PlayMakers Rep's The Parchman Hour 

Dee Dee Batteast in "The Parchman Hour"

Photo by Jon Gardiner

Dee Dee Batteast in "The Parchman Hour"

For anyone who's ever suffered a technically correct—but emotionally distant—recital of dramatic art at PlayMakers Rep, the first full professional production of playwright/director Mike Wiley's historical drama, The Parchman Hour, is an effective antidote.

As it recounts the story of a multiracial group of civil rights activists trying to integrate interstate bus travel in 1961, you can taste the passion as actors Alphonse Nicholson, David Aron Damane and Rasool Jahan repeatedly galvanize the audience during soul-stirring fast and slow renditions of protest and prison songs. Executing Aya Shabu's evocative choreography and accompanied by a righteous rhythm and blues band, the crew had its audience standing, clapping and dancing last Saturday night as actor Dee Dee Batteast belted the finale, "Woke Up This Morning With My Mind Stayed on Freedom."

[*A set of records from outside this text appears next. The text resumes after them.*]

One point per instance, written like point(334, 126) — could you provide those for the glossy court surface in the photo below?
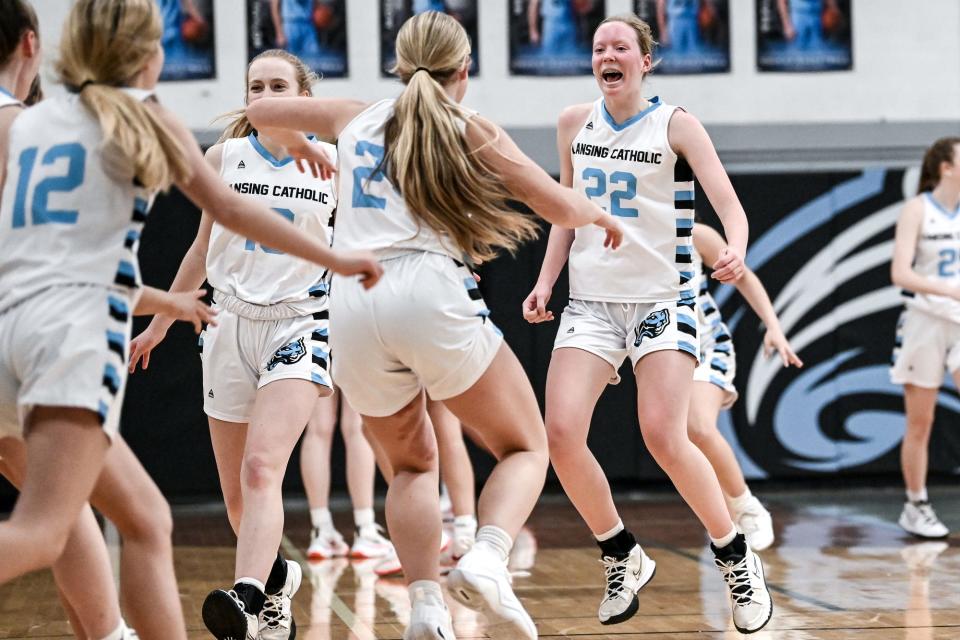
point(841, 568)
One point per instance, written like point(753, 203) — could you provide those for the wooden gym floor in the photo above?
point(841, 568)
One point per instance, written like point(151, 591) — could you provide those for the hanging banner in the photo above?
point(804, 35)
point(313, 30)
point(393, 13)
point(694, 35)
point(188, 42)
point(553, 37)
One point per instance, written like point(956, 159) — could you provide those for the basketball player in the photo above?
point(636, 157)
point(926, 264)
point(325, 540)
point(429, 329)
point(713, 388)
point(80, 173)
point(266, 361)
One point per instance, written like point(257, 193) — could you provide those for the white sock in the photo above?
point(116, 634)
point(494, 539)
point(363, 517)
point(617, 528)
point(320, 518)
point(739, 503)
point(720, 543)
point(421, 589)
point(465, 523)
point(252, 582)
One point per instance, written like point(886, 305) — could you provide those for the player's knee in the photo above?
point(260, 472)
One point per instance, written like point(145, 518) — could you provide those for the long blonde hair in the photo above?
point(445, 185)
point(939, 152)
point(240, 126)
point(105, 44)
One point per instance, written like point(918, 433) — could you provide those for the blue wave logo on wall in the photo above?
point(826, 266)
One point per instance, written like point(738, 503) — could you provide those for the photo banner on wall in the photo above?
point(393, 13)
point(188, 42)
point(552, 37)
point(694, 35)
point(804, 35)
point(313, 30)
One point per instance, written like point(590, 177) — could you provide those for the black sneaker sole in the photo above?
point(634, 606)
point(223, 618)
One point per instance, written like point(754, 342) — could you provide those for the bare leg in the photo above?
point(501, 405)
point(361, 463)
point(413, 498)
point(456, 470)
point(575, 381)
point(229, 440)
point(705, 406)
point(920, 403)
point(279, 417)
point(126, 494)
point(315, 452)
point(66, 449)
point(664, 382)
point(82, 572)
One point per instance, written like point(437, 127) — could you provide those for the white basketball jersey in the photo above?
point(372, 214)
point(248, 270)
point(64, 219)
point(938, 258)
point(630, 170)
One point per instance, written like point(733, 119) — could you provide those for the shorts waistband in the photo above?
point(277, 311)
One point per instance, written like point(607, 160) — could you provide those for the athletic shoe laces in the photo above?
point(616, 573)
point(927, 513)
point(273, 611)
point(737, 577)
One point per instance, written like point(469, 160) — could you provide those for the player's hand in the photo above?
point(729, 267)
point(190, 307)
point(775, 341)
point(307, 154)
point(535, 306)
point(362, 263)
point(613, 228)
point(144, 344)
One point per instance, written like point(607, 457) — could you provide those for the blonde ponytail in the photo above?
point(444, 184)
point(106, 43)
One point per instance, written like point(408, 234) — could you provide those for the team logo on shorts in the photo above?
point(652, 326)
point(288, 354)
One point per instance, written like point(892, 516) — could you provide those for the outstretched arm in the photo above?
point(710, 245)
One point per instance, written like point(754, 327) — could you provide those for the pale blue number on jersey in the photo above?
point(599, 188)
point(251, 245)
point(947, 267)
point(76, 157)
point(364, 175)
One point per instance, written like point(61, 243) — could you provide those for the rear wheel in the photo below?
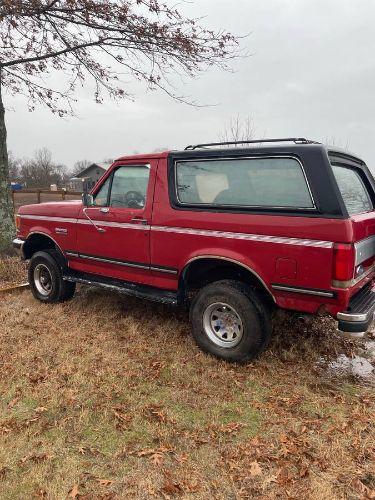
point(45, 278)
point(230, 321)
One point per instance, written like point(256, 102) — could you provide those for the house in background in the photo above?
point(88, 177)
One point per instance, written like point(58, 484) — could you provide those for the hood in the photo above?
point(53, 208)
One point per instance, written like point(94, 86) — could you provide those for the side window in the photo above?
point(101, 197)
point(244, 182)
point(129, 187)
point(353, 191)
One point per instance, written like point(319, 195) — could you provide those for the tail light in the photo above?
point(343, 261)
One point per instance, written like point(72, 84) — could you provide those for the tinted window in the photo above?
point(129, 187)
point(353, 191)
point(263, 182)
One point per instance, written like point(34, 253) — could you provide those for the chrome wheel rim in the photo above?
point(43, 279)
point(223, 324)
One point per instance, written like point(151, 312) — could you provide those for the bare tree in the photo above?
point(41, 171)
point(79, 166)
point(105, 41)
point(238, 129)
point(14, 167)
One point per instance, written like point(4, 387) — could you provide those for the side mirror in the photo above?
point(87, 200)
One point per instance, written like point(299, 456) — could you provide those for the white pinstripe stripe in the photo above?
point(197, 232)
point(245, 236)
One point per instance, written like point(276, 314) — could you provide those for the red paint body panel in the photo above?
point(163, 242)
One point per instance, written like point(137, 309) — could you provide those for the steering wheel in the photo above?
point(135, 199)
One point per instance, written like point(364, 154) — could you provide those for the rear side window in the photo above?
point(353, 190)
point(243, 182)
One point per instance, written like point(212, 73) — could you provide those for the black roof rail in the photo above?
point(296, 140)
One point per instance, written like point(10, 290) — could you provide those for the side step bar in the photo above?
point(125, 287)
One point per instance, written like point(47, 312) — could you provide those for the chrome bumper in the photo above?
point(18, 246)
point(360, 314)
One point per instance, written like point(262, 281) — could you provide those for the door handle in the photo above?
point(139, 220)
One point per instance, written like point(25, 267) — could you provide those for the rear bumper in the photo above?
point(360, 314)
point(18, 246)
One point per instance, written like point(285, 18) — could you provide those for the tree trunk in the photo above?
point(7, 226)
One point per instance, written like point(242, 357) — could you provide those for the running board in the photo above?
point(124, 287)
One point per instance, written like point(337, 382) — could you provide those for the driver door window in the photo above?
point(129, 187)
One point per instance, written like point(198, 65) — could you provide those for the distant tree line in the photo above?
point(40, 171)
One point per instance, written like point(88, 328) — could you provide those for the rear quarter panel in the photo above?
point(290, 250)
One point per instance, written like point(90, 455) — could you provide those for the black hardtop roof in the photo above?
point(297, 146)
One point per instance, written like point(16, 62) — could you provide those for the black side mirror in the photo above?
point(87, 200)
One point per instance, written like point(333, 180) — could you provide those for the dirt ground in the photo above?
point(107, 397)
point(12, 272)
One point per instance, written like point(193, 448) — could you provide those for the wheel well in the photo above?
point(37, 242)
point(201, 272)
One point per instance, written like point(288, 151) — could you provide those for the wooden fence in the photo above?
point(30, 196)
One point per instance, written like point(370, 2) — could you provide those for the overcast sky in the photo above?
point(311, 74)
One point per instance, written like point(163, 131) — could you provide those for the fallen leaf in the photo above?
point(157, 458)
point(73, 493)
point(105, 482)
point(255, 469)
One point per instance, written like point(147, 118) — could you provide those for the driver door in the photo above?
point(113, 237)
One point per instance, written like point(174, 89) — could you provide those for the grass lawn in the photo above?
point(107, 397)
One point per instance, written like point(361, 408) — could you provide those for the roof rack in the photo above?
point(296, 140)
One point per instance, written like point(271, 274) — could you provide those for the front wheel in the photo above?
point(45, 278)
point(230, 321)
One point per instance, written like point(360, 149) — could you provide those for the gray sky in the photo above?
point(311, 74)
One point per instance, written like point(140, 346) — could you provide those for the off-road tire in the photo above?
point(58, 289)
point(249, 307)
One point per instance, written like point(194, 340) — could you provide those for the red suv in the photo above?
point(233, 230)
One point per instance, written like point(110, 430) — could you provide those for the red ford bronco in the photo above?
point(231, 229)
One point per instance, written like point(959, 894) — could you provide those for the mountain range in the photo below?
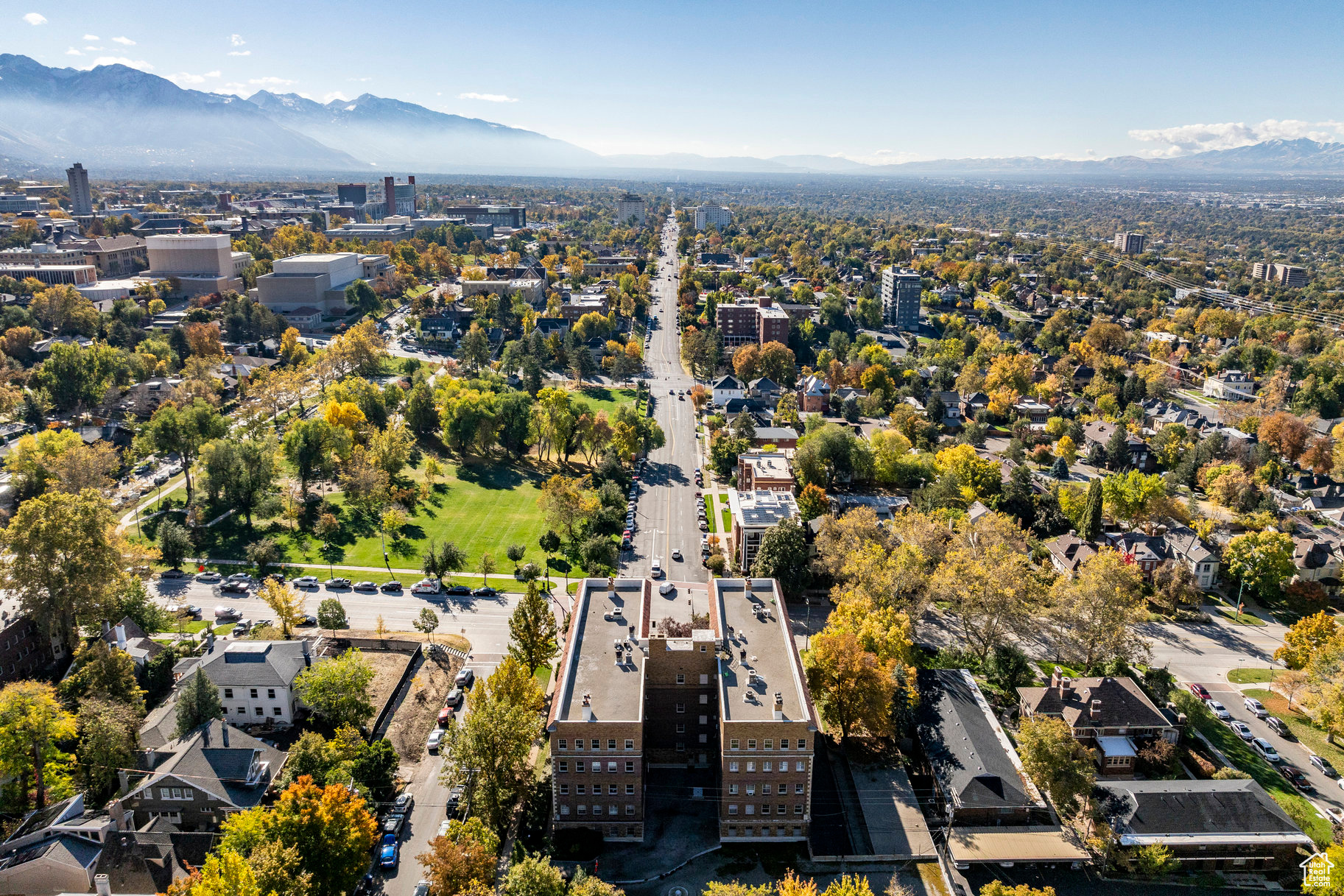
point(124, 120)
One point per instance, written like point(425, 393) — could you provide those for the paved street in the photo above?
point(666, 515)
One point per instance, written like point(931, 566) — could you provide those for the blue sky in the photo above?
point(870, 81)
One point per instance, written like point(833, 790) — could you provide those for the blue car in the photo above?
point(387, 855)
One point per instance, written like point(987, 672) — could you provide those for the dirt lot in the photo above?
point(418, 713)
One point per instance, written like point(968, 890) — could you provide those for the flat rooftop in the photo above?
point(589, 668)
point(750, 618)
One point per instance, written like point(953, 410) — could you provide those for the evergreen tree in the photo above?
point(1091, 513)
point(198, 704)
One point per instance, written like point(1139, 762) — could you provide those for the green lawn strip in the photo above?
point(1241, 755)
point(1300, 724)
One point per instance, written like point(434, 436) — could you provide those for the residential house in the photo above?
point(814, 395)
point(728, 387)
point(256, 679)
point(1207, 825)
point(1233, 386)
point(977, 777)
point(765, 470)
point(1112, 716)
point(1098, 433)
point(198, 780)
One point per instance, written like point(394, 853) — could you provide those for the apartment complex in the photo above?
point(746, 321)
point(717, 215)
point(1129, 244)
point(633, 700)
point(1281, 275)
point(81, 202)
point(630, 206)
point(901, 291)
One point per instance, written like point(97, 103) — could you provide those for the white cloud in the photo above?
point(1195, 138)
point(122, 61)
point(487, 97)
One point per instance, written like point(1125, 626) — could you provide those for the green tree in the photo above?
point(1055, 762)
point(197, 704)
point(62, 560)
point(490, 749)
point(339, 688)
point(32, 727)
point(174, 543)
point(1261, 560)
point(331, 615)
point(183, 431)
point(532, 630)
point(784, 557)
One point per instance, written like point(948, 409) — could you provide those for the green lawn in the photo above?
point(1241, 755)
point(1300, 724)
point(1249, 676)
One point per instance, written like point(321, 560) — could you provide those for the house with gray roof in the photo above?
point(198, 780)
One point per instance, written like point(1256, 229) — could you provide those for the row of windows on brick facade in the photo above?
point(597, 789)
point(769, 766)
point(736, 743)
point(563, 765)
point(749, 809)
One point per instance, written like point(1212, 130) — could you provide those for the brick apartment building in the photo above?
point(746, 321)
point(633, 700)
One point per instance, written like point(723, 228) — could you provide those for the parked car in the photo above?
point(387, 855)
point(1295, 777)
point(1324, 765)
point(1267, 750)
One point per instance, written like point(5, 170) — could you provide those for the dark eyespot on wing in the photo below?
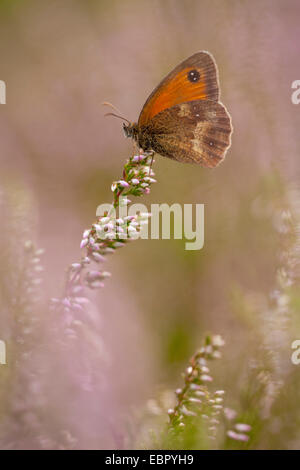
point(194, 76)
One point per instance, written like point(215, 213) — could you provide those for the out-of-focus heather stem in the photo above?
point(108, 233)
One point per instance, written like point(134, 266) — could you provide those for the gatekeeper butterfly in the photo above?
point(183, 119)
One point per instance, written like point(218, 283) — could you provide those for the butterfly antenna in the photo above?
point(106, 103)
point(116, 115)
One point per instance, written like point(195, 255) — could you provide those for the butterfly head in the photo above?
point(131, 130)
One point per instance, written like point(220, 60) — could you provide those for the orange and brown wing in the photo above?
point(192, 132)
point(196, 78)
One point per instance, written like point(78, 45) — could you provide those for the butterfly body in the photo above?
point(182, 118)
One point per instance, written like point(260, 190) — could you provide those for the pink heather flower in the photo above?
point(138, 158)
point(230, 413)
point(84, 243)
point(206, 378)
point(237, 437)
point(123, 184)
point(86, 233)
point(242, 427)
point(97, 257)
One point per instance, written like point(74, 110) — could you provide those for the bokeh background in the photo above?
point(59, 155)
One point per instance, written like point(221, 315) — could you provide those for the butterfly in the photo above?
point(183, 119)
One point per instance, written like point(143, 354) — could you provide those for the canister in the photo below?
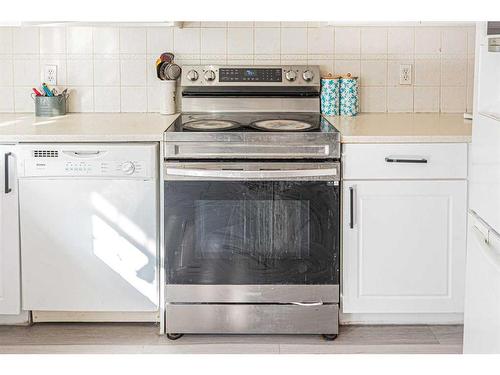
point(349, 96)
point(330, 95)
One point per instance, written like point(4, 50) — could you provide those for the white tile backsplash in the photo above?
point(120, 61)
point(347, 40)
point(106, 40)
point(7, 73)
point(213, 41)
point(79, 40)
point(106, 72)
point(373, 99)
point(133, 40)
point(26, 72)
point(373, 73)
point(453, 99)
point(134, 99)
point(26, 40)
point(426, 99)
point(7, 102)
point(427, 40)
point(22, 99)
point(52, 40)
point(160, 39)
point(107, 99)
point(240, 40)
point(453, 72)
point(6, 40)
point(374, 40)
point(81, 99)
point(400, 40)
point(80, 72)
point(428, 72)
point(294, 40)
point(267, 40)
point(400, 99)
point(454, 41)
point(187, 41)
point(320, 40)
point(133, 72)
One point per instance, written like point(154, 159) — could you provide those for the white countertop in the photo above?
point(403, 128)
point(84, 127)
point(143, 127)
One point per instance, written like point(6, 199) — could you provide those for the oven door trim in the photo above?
point(301, 295)
point(255, 171)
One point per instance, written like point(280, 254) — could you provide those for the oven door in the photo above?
point(249, 224)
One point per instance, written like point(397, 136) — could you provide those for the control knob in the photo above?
point(308, 75)
point(128, 167)
point(209, 75)
point(291, 75)
point(192, 75)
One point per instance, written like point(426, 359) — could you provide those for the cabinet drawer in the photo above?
point(405, 161)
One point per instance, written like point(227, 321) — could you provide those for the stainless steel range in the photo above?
point(252, 205)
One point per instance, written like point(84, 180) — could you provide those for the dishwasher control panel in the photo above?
point(109, 161)
point(85, 168)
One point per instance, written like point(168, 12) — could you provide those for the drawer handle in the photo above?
point(391, 159)
point(351, 207)
point(8, 189)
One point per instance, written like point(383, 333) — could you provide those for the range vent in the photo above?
point(45, 153)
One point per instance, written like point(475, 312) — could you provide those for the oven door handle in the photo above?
point(250, 174)
point(307, 303)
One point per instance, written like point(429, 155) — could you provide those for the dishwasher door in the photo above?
point(89, 244)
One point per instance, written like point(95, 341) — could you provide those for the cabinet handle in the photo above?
point(351, 207)
point(8, 189)
point(390, 159)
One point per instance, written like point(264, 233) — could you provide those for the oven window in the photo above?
point(251, 232)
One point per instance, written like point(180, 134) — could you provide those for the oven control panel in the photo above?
point(250, 75)
point(285, 75)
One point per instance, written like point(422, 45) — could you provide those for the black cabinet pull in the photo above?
point(351, 207)
point(7, 183)
point(398, 160)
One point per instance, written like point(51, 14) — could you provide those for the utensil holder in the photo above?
point(47, 106)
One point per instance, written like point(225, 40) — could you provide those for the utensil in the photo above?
point(171, 71)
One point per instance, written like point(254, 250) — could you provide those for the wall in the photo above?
point(111, 69)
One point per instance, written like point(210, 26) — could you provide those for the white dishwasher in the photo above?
point(89, 227)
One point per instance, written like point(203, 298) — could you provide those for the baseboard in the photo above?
point(21, 319)
point(85, 316)
point(447, 318)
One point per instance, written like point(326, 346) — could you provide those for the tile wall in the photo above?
point(111, 69)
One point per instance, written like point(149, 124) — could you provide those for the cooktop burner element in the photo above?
point(210, 125)
point(282, 125)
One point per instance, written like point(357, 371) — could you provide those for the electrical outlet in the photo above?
point(405, 74)
point(50, 76)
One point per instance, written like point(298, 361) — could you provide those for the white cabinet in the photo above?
point(10, 296)
point(404, 240)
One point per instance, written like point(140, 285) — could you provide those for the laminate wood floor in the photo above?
point(60, 338)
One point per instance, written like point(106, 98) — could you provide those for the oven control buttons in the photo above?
point(291, 75)
point(209, 75)
point(308, 75)
point(192, 75)
point(128, 167)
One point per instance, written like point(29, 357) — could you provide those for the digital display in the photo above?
point(250, 75)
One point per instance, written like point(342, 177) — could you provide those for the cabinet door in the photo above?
point(404, 246)
point(9, 234)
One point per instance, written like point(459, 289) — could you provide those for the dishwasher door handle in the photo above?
point(402, 159)
point(8, 189)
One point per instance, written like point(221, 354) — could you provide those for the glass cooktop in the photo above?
point(252, 122)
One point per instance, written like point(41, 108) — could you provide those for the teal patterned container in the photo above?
point(349, 96)
point(330, 96)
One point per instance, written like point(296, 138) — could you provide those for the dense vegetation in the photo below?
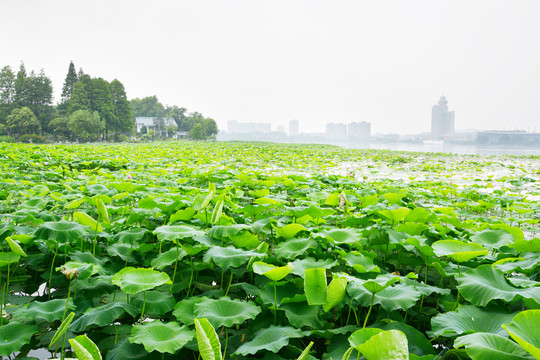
point(89, 109)
point(268, 251)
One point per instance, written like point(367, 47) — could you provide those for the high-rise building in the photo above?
point(336, 130)
point(293, 128)
point(359, 129)
point(442, 120)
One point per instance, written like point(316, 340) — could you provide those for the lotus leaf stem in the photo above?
point(369, 311)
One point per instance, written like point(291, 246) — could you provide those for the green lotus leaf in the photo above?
point(293, 248)
point(182, 215)
point(359, 337)
point(342, 236)
point(493, 239)
point(84, 270)
point(162, 337)
point(469, 319)
point(418, 215)
point(207, 340)
point(417, 341)
point(49, 311)
point(87, 220)
point(15, 248)
point(184, 310)
point(286, 291)
point(392, 298)
point(133, 281)
point(14, 335)
point(359, 262)
point(130, 236)
point(62, 329)
point(168, 258)
point(487, 346)
point(315, 286)
point(226, 312)
point(376, 344)
point(302, 314)
point(290, 230)
point(378, 284)
point(126, 350)
point(271, 339)
point(171, 233)
point(304, 355)
point(157, 303)
point(8, 258)
point(484, 284)
point(336, 291)
point(61, 231)
point(458, 250)
point(102, 315)
point(524, 329)
point(395, 215)
point(226, 257)
point(272, 272)
point(84, 348)
point(300, 266)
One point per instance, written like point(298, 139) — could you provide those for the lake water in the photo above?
point(448, 148)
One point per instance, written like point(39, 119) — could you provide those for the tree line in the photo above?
point(89, 109)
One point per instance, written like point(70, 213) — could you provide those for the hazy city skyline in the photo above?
point(386, 63)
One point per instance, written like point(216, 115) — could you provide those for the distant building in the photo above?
point(336, 130)
point(359, 129)
point(159, 125)
point(442, 120)
point(293, 128)
point(235, 127)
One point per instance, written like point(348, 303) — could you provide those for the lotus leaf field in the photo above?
point(187, 250)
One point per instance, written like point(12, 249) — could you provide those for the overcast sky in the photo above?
point(317, 61)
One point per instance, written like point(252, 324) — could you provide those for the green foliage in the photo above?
point(233, 258)
point(22, 121)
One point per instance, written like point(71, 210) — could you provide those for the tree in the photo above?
point(178, 114)
point(7, 85)
point(79, 98)
point(20, 86)
point(60, 126)
point(121, 108)
point(101, 101)
point(22, 121)
point(67, 89)
point(197, 132)
point(7, 92)
point(148, 106)
point(85, 124)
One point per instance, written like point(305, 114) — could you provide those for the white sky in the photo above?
point(386, 61)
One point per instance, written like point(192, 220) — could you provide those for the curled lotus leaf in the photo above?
point(133, 281)
point(162, 337)
point(226, 312)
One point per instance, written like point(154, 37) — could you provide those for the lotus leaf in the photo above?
point(524, 330)
point(226, 257)
point(207, 340)
point(469, 319)
point(162, 337)
point(271, 339)
point(226, 312)
point(272, 272)
point(14, 335)
point(487, 346)
point(484, 284)
point(458, 250)
point(133, 281)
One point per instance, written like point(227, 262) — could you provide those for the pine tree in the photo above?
point(122, 110)
point(69, 82)
point(20, 86)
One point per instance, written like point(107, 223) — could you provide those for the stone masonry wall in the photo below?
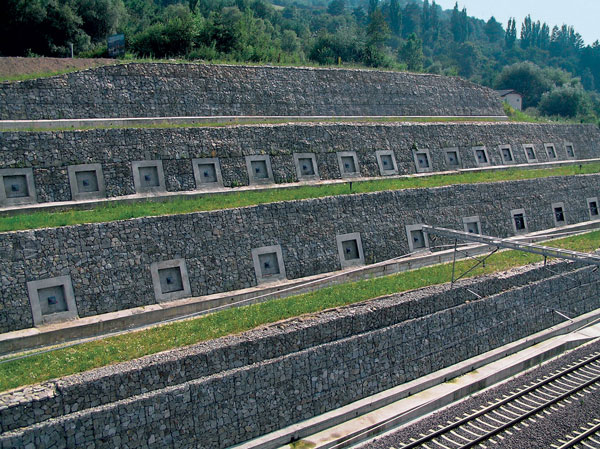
point(167, 90)
point(50, 153)
point(264, 394)
point(30, 405)
point(109, 263)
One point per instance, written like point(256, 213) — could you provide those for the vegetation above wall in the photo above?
point(560, 78)
point(48, 365)
point(216, 201)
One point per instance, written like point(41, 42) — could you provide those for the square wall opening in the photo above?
point(452, 156)
point(529, 150)
point(422, 160)
point(306, 166)
point(570, 150)
point(16, 186)
point(506, 153)
point(472, 225)
point(593, 208)
point(519, 221)
point(417, 239)
point(550, 151)
point(170, 280)
point(482, 159)
point(86, 181)
point(348, 163)
point(207, 173)
point(558, 213)
point(52, 300)
point(386, 160)
point(350, 249)
point(148, 176)
point(268, 264)
point(259, 169)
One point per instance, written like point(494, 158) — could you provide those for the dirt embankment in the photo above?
point(11, 67)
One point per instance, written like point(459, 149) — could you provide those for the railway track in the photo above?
point(486, 426)
point(586, 438)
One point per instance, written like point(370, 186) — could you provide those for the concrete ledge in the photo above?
point(188, 307)
point(208, 120)
point(340, 428)
point(168, 196)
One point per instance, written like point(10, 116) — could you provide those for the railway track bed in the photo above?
point(554, 406)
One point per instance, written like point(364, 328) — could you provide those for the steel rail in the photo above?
point(497, 405)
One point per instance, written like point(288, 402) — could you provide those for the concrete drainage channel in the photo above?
point(100, 326)
point(372, 416)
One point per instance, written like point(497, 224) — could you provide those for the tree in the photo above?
point(377, 30)
point(459, 24)
point(526, 33)
point(527, 79)
point(493, 30)
point(511, 33)
point(564, 101)
point(336, 7)
point(411, 53)
point(411, 20)
point(395, 17)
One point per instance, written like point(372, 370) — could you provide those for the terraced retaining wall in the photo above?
point(50, 154)
point(110, 264)
point(166, 90)
point(219, 393)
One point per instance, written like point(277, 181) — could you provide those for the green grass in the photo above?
point(62, 362)
point(121, 211)
point(271, 121)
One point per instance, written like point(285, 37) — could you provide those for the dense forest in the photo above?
point(550, 65)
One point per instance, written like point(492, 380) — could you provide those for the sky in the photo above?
point(582, 14)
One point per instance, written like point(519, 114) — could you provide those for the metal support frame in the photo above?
point(499, 243)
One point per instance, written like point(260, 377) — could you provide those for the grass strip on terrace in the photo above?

Wiley's chronicle of the Freedom Riders' all-too-literal trial by fire has changed a bit since an initial student production premiered here last December and toured Mississippi in the spring. He's smartly bolstered and furthered a number of his original script's strengths. Doug Bynum repeats his staunch portrayal of John Lewis, a member of the Student Nonviolent Coordinating Committee and a present-day Georgia congressman.

But, even though Kashif Powell reprises his compelling work as activist Stokely Carmichael, his character's prominence seems dialed back—along, apparently, with the unique prison survival strategy the play is named for. The original version emphasized the nightly self-styled "variety show" of songs, sketches and individual stories jailed activists would "stage" in their cells at Mississippi's Parchman Farm penitentiary. These were repeatedly juxtaposed with testimony from individual activists, crisply cited in a manner similar to Tectonic Theater's productions of The Laramie Project and Gross Indecency.

But in its various flashbacks, repeats and flash-forwards, this iteration becomes tangled in the narrative thread. Lewis and James Farmer (Kathryn Hunter-Williams), president of the Congress on Racial Equality, again revisit memories from their childhood. But the firebombing of the Freedom Riders' bus outside Anniston, Ala., seemed somehow more abstract in this version. Perhaps it's because the video screens designed by Roz Fulton were spaced so far apart that archival news footage of the burning bus and footage of the battered face of an activist named Jim Zwerg were reduced to fragments with much of the detail missing. Elsewhere, sequences detailing crises of ethical leadership among government and civil rights leaders seem abridged or rushed.

Wiley's work remains a necessary reminder of the resilience of those who challenged an entire society's conscience. However, in a time when other activists are currently being jailed—and hospitalized—for their work, any sense of self-congratulation seems woefully premature Perhaps one of the lessons of this show is that rights are like muscles: They atrophy from disuse. If so, there's a potent cue in this work: Get on your traveling shoes.